Gold at its peak, leverage at a record: a double warning signal for Bitcoin
Financial markets are sending several alarming signals that directly affect the cryptocurrency sector as well. On one hand, we are witnessing a clear overheating in the gold market — a traditional safe-haven asset. On the other hand, leveraged trading volume in the US has reached historic highs. This combination creates an extremely fragile environment for all risk assets, including Bitcoin (BTC).
An analysis of the current situation shows that markets are heavily overloaded with bullish bets, while safe-haven instruments are losing their usual support. In this configuration, any shift in sentiment could trigger a chain reaction, the consequences of which could be quite painful.
Gold: From Safe Haven to Speculative Instrument
January and February of this year were likely a unique opportunity to lock in profits on gold. After a correction of approximately 30% from the all-time high of around $5,500 per ounce, the precious metal could have bounced off the round support near $4,000. However, the overall picture indicates that gold is overheated.
A key indicator — gold's 180-day volatility — is trading at a premium of roughly 2.3 times the volatility of the S&P 500 index for the first time since 2007. This shift has transformed the precious metal from a quiet haven into a highly speculative asset. The last time such an anomaly occurred, it preceded the Great Recession and exposed the abnormally low volatility of the stock market.
When the price of gold peaked in February, it was at a 40-year high relative to its 60-month moving average and a basket of US government bonds. Meanwhile, most central banks had already shifted to a rate-hiking cycle. The rise in yields on 30-year US government bonds to nearly 5.2% in May — a high since 2007 — creates a serious obstacle for non-yielding assets and puts gold at a distinct disadvantage compared to stocks.
Record Leverage: A Market on Fragile Ground
The alarming backdrop is compounded by data on leveraged speculation in US markets. Assets under management for US leveraged and inverse ETFs have reached a record $208 billion. However, accounting for double and triple leverage, the real volume of positions exceeds $460 billion. Since the beginning of April, this figure has grown by roughly $200 billion. The lion's share comes from triple-leveraged funds ($320 billion), followed by double-leveraged funds ($171 billion).
Positioning has become extremely one-sided: inverse funds, which profit from declines, account for only $27 billion. For comparison, during the 2022 bear market, the total exposure of such funds was just a fraction of current levels. The leverage embedded in US markets has never been this extreme.

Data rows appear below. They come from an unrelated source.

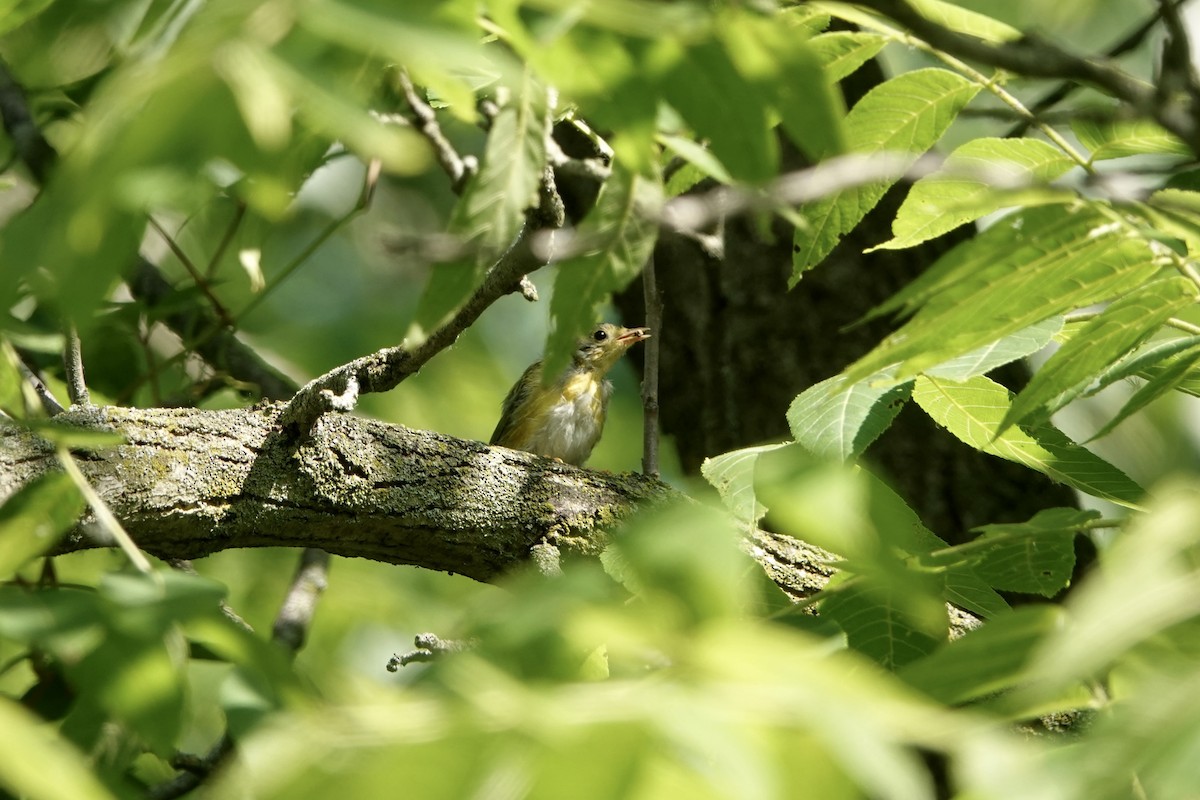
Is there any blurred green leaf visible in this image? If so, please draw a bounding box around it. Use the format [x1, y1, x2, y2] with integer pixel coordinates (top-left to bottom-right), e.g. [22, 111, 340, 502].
[874, 138, 1076, 250]
[0, 472, 86, 578]
[18, 419, 124, 449]
[912, 375, 1144, 508]
[543, 160, 661, 379]
[898, 605, 1064, 705]
[1001, 277, 1199, 433]
[787, 372, 912, 461]
[0, 585, 102, 643]
[659, 37, 778, 183]
[848, 205, 1169, 381]
[907, 0, 1022, 42]
[0, 696, 117, 800]
[792, 68, 980, 279]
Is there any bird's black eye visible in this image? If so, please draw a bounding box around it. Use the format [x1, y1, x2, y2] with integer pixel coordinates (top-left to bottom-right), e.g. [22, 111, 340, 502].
[592, 328, 608, 342]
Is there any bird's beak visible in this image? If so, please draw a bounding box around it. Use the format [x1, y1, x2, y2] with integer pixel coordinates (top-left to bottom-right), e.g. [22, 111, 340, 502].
[617, 327, 651, 344]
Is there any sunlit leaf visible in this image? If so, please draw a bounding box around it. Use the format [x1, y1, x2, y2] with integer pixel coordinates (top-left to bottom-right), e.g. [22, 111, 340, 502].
[874, 138, 1076, 250]
[808, 31, 887, 83]
[1001, 277, 1199, 432]
[0, 697, 117, 800]
[820, 581, 944, 670]
[701, 442, 792, 525]
[923, 317, 1062, 381]
[792, 68, 980, 280]
[848, 205, 1169, 381]
[907, 0, 1022, 42]
[912, 375, 1144, 508]
[1073, 115, 1190, 162]
[1089, 345, 1200, 440]
[787, 372, 911, 461]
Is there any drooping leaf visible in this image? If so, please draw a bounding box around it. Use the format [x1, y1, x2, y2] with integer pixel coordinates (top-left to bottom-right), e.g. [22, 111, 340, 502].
[1001, 277, 1199, 432]
[1073, 115, 1190, 162]
[923, 317, 1062, 381]
[874, 138, 1076, 250]
[1085, 334, 1200, 397]
[787, 372, 912, 461]
[792, 68, 981, 280]
[847, 205, 1169, 380]
[543, 161, 662, 379]
[719, 9, 847, 161]
[923, 508, 1097, 597]
[1088, 344, 1200, 440]
[912, 375, 1144, 508]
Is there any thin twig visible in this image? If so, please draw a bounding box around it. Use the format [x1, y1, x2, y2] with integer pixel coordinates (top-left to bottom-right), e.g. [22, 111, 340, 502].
[14, 358, 64, 415]
[397, 70, 474, 193]
[858, 0, 1200, 154]
[206, 201, 246, 280]
[63, 325, 90, 407]
[271, 547, 330, 655]
[1008, 1, 1189, 137]
[279, 166, 566, 434]
[148, 217, 236, 328]
[640, 254, 662, 477]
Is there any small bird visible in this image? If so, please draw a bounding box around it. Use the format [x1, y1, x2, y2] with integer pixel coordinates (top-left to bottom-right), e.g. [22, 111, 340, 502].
[490, 323, 651, 466]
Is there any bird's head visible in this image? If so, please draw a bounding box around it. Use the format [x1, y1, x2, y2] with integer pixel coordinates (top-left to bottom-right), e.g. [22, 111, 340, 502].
[573, 323, 651, 374]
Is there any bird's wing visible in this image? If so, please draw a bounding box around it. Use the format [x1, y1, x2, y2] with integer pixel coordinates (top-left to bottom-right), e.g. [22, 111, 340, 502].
[489, 360, 543, 446]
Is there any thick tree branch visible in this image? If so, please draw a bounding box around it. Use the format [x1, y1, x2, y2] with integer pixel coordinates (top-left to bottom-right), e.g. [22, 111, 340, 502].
[0, 404, 671, 581]
[859, 0, 1200, 154]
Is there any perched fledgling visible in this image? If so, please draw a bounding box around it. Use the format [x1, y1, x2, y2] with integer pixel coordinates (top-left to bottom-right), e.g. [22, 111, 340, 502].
[490, 323, 651, 466]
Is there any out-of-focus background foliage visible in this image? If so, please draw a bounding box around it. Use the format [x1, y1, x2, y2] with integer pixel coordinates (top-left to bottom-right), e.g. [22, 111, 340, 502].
[6, 0, 1200, 798]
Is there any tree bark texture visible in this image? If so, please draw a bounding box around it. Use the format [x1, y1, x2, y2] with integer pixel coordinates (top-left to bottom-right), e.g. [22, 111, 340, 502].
[1, 404, 845, 602]
[1, 404, 673, 581]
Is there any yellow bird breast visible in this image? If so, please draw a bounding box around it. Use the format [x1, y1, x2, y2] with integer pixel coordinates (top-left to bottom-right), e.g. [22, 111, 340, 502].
[517, 371, 612, 465]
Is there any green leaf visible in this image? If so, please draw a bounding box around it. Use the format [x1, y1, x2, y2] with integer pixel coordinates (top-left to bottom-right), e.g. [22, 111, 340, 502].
[18, 419, 125, 449]
[820, 581, 944, 670]
[923, 317, 1062, 381]
[543, 161, 661, 378]
[958, 507, 1098, 596]
[907, 0, 1022, 42]
[659, 38, 778, 182]
[848, 205, 1170, 380]
[874, 138, 1076, 250]
[1001, 277, 1200, 432]
[0, 472, 86, 578]
[701, 443, 792, 525]
[792, 68, 981, 280]
[1073, 115, 1190, 161]
[1089, 344, 1200, 440]
[1086, 334, 1200, 396]
[0, 586, 102, 643]
[912, 375, 1144, 508]
[787, 372, 912, 461]
[898, 605, 1064, 705]
[808, 31, 887, 84]
[454, 67, 550, 262]
[0, 697, 117, 800]
[659, 134, 733, 190]
[720, 9, 847, 161]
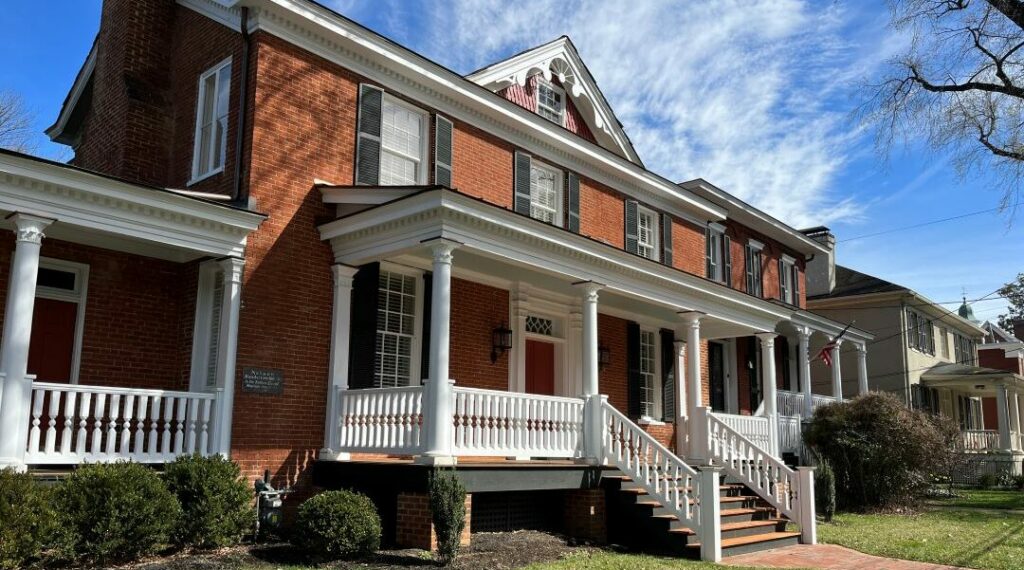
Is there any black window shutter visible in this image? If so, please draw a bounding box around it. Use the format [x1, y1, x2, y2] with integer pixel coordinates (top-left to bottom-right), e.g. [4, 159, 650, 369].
[355, 84, 383, 185]
[420, 271, 433, 381]
[723, 235, 732, 287]
[778, 259, 786, 301]
[744, 246, 752, 292]
[513, 151, 532, 215]
[661, 213, 672, 266]
[792, 263, 800, 306]
[660, 328, 675, 422]
[705, 227, 713, 278]
[434, 115, 453, 187]
[566, 172, 580, 233]
[348, 262, 381, 389]
[624, 200, 639, 255]
[626, 321, 642, 418]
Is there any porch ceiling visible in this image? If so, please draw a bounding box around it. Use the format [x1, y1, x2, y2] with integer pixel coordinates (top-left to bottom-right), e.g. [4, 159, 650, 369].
[0, 150, 265, 261]
[318, 188, 794, 335]
[921, 363, 1024, 395]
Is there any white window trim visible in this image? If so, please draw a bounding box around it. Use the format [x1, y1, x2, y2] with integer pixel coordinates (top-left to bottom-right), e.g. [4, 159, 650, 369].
[535, 78, 566, 126]
[376, 261, 425, 387]
[747, 239, 765, 252]
[35, 257, 89, 385]
[379, 94, 430, 186]
[189, 261, 221, 392]
[189, 57, 232, 186]
[529, 159, 564, 227]
[746, 241, 763, 297]
[707, 223, 727, 283]
[780, 254, 796, 305]
[635, 204, 660, 262]
[638, 327, 663, 423]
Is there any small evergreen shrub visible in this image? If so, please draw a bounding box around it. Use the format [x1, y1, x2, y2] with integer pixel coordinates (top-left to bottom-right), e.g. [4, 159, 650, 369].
[293, 490, 381, 560]
[0, 469, 56, 569]
[52, 462, 180, 564]
[1012, 474, 1024, 491]
[163, 454, 254, 548]
[978, 472, 997, 489]
[815, 459, 836, 523]
[429, 468, 466, 566]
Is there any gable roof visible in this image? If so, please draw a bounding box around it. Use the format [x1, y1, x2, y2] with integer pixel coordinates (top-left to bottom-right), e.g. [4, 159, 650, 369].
[465, 36, 643, 166]
[809, 265, 906, 299]
[46, 41, 97, 145]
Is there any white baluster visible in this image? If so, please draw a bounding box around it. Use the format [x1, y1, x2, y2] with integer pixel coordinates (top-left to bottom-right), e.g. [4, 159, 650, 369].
[199, 397, 212, 455]
[76, 392, 91, 455]
[45, 388, 60, 455]
[133, 395, 147, 456]
[150, 396, 162, 457]
[120, 395, 135, 456]
[61, 391, 76, 455]
[186, 396, 198, 454]
[173, 397, 187, 455]
[161, 397, 174, 458]
[28, 387, 44, 455]
[106, 394, 121, 455]
[92, 393, 107, 458]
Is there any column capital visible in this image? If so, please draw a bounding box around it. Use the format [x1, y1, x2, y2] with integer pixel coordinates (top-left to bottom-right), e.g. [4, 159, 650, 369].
[794, 325, 812, 339]
[572, 280, 604, 301]
[425, 238, 460, 263]
[677, 310, 705, 324]
[831, 338, 844, 348]
[217, 256, 245, 284]
[331, 263, 359, 288]
[855, 342, 867, 354]
[8, 213, 54, 245]
[755, 332, 777, 346]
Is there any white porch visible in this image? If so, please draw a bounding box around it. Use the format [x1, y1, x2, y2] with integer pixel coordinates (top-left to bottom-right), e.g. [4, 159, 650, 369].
[0, 151, 264, 470]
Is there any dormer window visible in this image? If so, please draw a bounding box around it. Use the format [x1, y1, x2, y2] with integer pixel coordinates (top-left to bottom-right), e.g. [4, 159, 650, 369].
[536, 80, 565, 125]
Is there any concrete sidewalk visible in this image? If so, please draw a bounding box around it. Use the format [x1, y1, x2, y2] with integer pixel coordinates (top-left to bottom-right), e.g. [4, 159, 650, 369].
[725, 544, 966, 569]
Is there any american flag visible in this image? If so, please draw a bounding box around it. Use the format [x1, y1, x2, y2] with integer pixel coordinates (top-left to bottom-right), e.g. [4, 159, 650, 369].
[816, 322, 853, 368]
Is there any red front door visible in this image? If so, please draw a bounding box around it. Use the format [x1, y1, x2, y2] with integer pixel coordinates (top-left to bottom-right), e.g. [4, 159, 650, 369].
[525, 339, 555, 395]
[27, 298, 78, 383]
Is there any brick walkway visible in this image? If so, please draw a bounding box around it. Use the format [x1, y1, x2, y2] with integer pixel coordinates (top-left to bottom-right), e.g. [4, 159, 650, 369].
[725, 544, 966, 569]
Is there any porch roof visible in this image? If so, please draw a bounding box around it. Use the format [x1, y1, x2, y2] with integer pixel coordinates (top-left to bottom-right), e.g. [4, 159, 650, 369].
[0, 150, 266, 261]
[920, 362, 1024, 395]
[780, 302, 873, 344]
[319, 187, 813, 335]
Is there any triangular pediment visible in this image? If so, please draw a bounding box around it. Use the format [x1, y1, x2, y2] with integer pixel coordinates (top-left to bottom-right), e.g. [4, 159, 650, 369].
[466, 36, 642, 165]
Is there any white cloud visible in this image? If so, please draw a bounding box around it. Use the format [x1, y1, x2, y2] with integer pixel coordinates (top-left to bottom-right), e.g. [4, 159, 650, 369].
[395, 0, 892, 227]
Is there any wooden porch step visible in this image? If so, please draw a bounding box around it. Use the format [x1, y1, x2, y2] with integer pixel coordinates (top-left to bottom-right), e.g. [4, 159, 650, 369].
[668, 519, 785, 536]
[687, 531, 801, 555]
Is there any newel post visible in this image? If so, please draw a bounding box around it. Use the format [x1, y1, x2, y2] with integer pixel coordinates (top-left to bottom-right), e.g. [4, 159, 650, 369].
[698, 465, 723, 562]
[419, 241, 458, 464]
[796, 466, 817, 544]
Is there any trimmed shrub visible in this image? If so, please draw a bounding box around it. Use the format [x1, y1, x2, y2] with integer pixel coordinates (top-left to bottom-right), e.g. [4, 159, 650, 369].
[0, 469, 56, 569]
[429, 468, 466, 566]
[294, 490, 381, 560]
[163, 454, 254, 548]
[815, 459, 836, 523]
[803, 392, 957, 511]
[978, 472, 997, 489]
[1012, 474, 1024, 491]
[52, 462, 180, 564]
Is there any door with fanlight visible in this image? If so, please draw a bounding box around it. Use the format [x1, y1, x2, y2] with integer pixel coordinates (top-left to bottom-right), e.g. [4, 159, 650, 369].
[26, 261, 88, 384]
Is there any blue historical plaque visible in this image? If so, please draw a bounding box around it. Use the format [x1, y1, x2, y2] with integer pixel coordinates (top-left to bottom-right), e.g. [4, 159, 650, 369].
[242, 368, 284, 395]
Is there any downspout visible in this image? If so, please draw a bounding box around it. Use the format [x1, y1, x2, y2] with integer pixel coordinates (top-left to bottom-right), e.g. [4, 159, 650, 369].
[232, 7, 251, 203]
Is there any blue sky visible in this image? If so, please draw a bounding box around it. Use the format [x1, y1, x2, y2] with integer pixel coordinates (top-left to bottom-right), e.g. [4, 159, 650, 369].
[1, 0, 1020, 323]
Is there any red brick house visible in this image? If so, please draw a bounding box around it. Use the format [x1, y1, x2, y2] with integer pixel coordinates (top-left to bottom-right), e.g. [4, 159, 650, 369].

Cryptalist Analytical Conclusion: For Bitcoin, this signal is twofold. On one hand, if overheated markets with record leverage turn downward, BTC, as a risk asset, will come under a wave of forced selling alongside stocks. On the other hand, if faith in gold as a safe haven falters, some capital will sooner or later begin to seek a new refuge. And that is when Bitcoin, with its "digital gold" narrative, could capture this demand. However, in the short term, the combination of overheated gold and excessive leverage creates a more bearish scenario for BTC.